As one who has spent pleasant time on Sand Hill Road and the Stanford campus, I’m dismayed by the demands for special treatment coming from the denizens of one of America’s most privileged and affluent precincts.

Sand Hill Road, leading up the hills above Stanford, was the home of Silicon Valley’s first venture capital firms and of a branch of the now-bankrupt Silicon Valley Bank. Stanford, of course, is the home of Stanford Law School, site of the latest silencing of an eminent speaker by “woke” thugs.

That happened March 9, at a Federalist Society event featuring federal Fifth Circuit Judge Kyle Duncan. Such shout-downs of speakers violate law school policy, but none of the six school administrators in the room objected. Instead, the diversity, equity and inclusion associate dean, Tirien Steinbach, read a prepared statement including criticisms of the judge.

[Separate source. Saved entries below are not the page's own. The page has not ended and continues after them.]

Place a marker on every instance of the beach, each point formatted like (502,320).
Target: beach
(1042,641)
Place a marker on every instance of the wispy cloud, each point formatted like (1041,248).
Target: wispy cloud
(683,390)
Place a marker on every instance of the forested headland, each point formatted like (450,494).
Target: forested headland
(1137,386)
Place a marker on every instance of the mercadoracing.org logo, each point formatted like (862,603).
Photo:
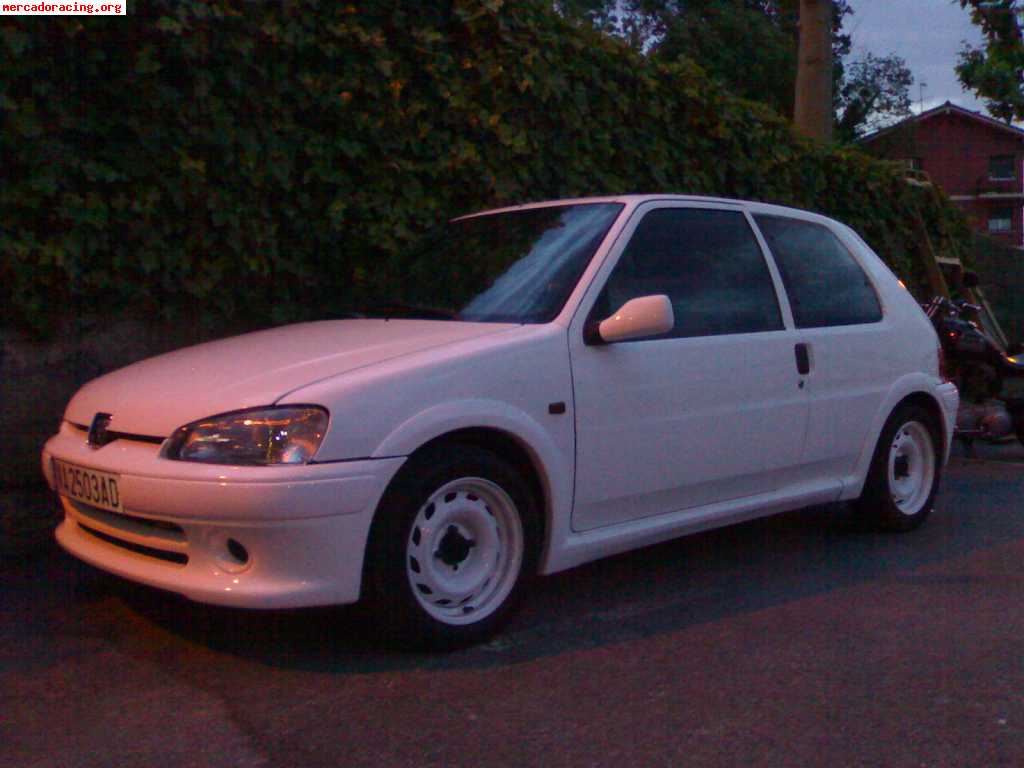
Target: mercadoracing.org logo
(62,9)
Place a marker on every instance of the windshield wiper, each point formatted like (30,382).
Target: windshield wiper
(387,311)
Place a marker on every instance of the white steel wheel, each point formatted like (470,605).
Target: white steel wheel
(903,477)
(464,551)
(454,541)
(911,467)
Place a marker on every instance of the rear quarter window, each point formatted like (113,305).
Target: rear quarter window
(825,284)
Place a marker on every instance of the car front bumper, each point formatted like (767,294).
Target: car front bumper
(302,529)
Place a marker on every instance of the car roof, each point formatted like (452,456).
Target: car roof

Such campus thuggery has become common, notably at Yale Law School (of which I am a graduate) on March 10 of last year.

On March 10, the Stanford Law School dean issued an apology but seemed to excuse the DEI administrator by saying, “however well-intentioned, attempts at managing the room in this instance went awry.” On March 12, the law school dean and the university president issued a more forthright apology, admitting that “staff members who should have enforced university policies failed to do so.”

On March 13, hundreds of law students lined the halls to intimidate the law school dean for apologizing.

Despite the apologies, no one seems to be contemplating any punishment or sanction for the students or their DEI apologist.

Buy why should their complaints be taken seriously? Law students are adults. Why do they have to be shielded by hordes of administrators from speech that hurts their feelings?

Stanford Law students aren’t the only Silicon Valley denizens granted special treatment this month. Tech executives who were big depositors in Silicon Valley Bank were bailed out by government regulators over the weekend.

SVB’s demise, the second biggest bank failure in United States history, has sparked demands for increased or different banking regulation. Yet it appears that the failure resulted not from weak regulations but from bad decisions by people blessed, like Stanford Law students, with high cognitive ability and ensconced in enviable institutional niches.

SVB executives, absorbing an inrush of deposits from Silicon Valley techies, decided to invest heavily in long-term bonds without hedging against the risk of higher interest rates. They did so even though 93% of deposits were above the $250,000 limit on Federal Deposit Insurance Corp. insurance.

Where were the bank executives? Preoccupied at least part of the time with “advancing women and Black and Latinx individuals to positions of influence” in their DEI program and funneling $74 million to Black Lives Matter causes. Where were West Coast bank regulators?

Then agencies and Treasury Secretary Janet Yellen announced full and immediate fund access for depositors, even those with millions in deposits uninsured by the FDIC. The special treatment was necessary, it was said, because many Silicon Valley businesses, heedless of the bank’s foolish but publicly disclosed policies, needed the money to meet payrolls for employees in a nationally critical innovative industry.

Of course, fracking executives in Salena Zito’s Western Pennsylvania could make similar claims. If they left millions in uninsured accounts, their losses would hurt employees and throttle an innovative sector of the economy.

What Silicon Valley teaches is that those engaging in “woke” bad behavior — whether it’s “woke” privileged law students shouting down speakers or “woke” privileged bank executives — can wiggle out of the consequences. That’s not a good lesson for America’s richest regions to teach the rest of the nation.